In these times, with COVID-19 looming large in our minds and social distancing becoming a mandated enforcement, it’s not the best time for holding in-person meetings. However some meetings must still take place. To reduce the in-person attendance, encourage absentee ballots or electronic voting and offer online or telephone attendance.
With the advent of technologies like Skype and Zoom teleconferences have never been easier. Or even a good old fashioned speaker phone can do the trick.
Should meetings be cancelled or move virtual?
Any non-essential meeting should be canceled or postponed at this time. If a meeting is critical or cannot be delayed, it can move online or to a telephone conference call. It’s also important to remind people that board meetings cannot be recorded if they do attend remotely.
The health and wellness of the community holds president so annual meetings and any other non-essential meetings should be canceled or delayed.
For board meetings, conference phone calls are perfectly acceptable as long as all members can hear each other. This counts as if the members were physically present.
Some associations may try to argue for emergency meeting status. However, according to Florida Statue §720.316 on association emergency powers. This outbreak would most likely not hold up as a full emergency yet.
What if you are in the middle of an election?
If you are or were currently in the midst of the election during the outbreak you have two options.
- Suspend the annual meeting until after the outbreak has been contained. After the pandemic, you can reschedule the meeting and have the inspector count the ballots. From here everything would go on as usual in a typical election.
- You can suspend attendance but you can still count the ballots. In this option there will be no physical meeting but an inspector can open the ballots and count results. The downside to this is that no one can observe the counting of ballots. Depending on provisions ,statutes and bylaws this may be contrary to requirements, however under the current circumstances it may be acceptable. It is highly recommended that you contact an attorney to determine if this is a legal option for you.

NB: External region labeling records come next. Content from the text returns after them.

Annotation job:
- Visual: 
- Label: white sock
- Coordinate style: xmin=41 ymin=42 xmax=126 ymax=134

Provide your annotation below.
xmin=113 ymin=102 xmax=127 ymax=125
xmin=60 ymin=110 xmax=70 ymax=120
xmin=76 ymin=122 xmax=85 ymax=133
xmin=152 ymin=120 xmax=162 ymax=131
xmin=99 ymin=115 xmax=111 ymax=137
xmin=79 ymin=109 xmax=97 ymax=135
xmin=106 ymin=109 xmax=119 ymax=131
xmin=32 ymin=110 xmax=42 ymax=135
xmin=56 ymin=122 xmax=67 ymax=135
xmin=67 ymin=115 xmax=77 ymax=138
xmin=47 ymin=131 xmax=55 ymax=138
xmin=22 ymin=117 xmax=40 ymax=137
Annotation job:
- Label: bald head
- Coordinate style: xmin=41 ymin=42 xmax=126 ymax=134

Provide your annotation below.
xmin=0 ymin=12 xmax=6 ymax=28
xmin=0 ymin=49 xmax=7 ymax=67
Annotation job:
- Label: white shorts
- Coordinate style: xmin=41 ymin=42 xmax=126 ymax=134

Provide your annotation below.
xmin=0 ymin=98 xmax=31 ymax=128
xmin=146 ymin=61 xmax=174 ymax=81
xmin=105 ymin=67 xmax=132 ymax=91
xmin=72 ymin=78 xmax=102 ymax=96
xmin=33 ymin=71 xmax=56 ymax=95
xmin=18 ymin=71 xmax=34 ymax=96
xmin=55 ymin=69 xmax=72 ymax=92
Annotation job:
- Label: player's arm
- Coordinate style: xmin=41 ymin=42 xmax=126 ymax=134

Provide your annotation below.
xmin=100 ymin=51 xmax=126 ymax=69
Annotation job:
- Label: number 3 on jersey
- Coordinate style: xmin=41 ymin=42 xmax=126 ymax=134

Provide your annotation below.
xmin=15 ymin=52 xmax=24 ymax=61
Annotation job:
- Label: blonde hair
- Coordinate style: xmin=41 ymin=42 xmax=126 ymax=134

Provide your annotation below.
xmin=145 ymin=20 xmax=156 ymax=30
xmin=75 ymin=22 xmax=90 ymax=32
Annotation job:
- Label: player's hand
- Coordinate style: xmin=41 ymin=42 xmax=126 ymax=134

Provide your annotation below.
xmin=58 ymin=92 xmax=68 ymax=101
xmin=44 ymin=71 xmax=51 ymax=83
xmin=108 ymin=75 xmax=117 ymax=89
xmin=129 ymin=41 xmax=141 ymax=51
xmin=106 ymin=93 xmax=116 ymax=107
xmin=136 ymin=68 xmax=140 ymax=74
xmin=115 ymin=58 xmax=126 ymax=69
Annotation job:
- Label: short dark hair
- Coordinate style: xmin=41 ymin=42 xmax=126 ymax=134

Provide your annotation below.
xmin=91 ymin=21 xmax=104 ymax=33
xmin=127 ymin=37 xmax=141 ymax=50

Overall, our advice is to play it safe. Suspend meetings or cancel them if necessary, but by all means avoid large gatherings. When applicable, if meetings are still going to be held remotely, they must still fall under all provisions of normal board meetings all except for the in-person attendance. This means that notice must still be posted within the appropriate time frame and the notes on what is being discussed should be posted according to regulations.